Feb 25, 2009

Afrikaner: South Africa Challenges Exile Vote


Active Image Government appeal to the Court of Appeal against ruling allowing South Africans abroad to vote.
 
 
 
 
Below is an article published by: BBC News

South Africa's government has applied to the country's highest court to appeal against a ruling saying South Africans abroad have the right to vote.

The judgement, made by Pretoria's High Court earlier this month [February 2009], has to be confirmed by the Constitutional Court.
 
But Home Affairs Minister Nosiviwe Mapisa-Nqakula says there were mistakes in the ruling, national radio reported.

If confirmed by the Constitutional Court, the decision could delay the 22 April [2009] general elections.

Some two million South Africans live abroad.

According to the South African Broadcasting Corporation, Ms Mapisa-Nqakula said that the ruling disqualified certain classes of absent citizens from voting - and was therefore discriminatory.

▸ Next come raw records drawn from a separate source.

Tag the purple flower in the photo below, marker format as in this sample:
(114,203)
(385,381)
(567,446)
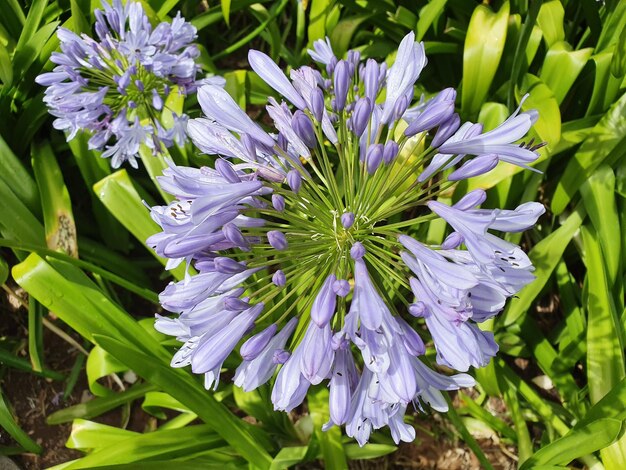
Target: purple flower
(108,88)
(402,75)
(296,216)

The opposition Afrikaner nationalist Freedom Front Plus party brought the original case on behalf of a South African school teacher living in the UK.

The Constitutional Court is due to hear the applications next week.

April's [2009] poll is shaping up to be the most interesting since the end of apartheid in 1994.

African National Congress (ANC) leader Jacob Zuma is the front-runner to become president but his bid has been overshadowed by the corruption charges he is facing.

He will face Methodist bishop Mvume Dandala - the candidate from the breakaway Congress of the People (Cope) party, which could win enough votes to deny the ANC a two-thirds majority to parliament, needed to change the constitution.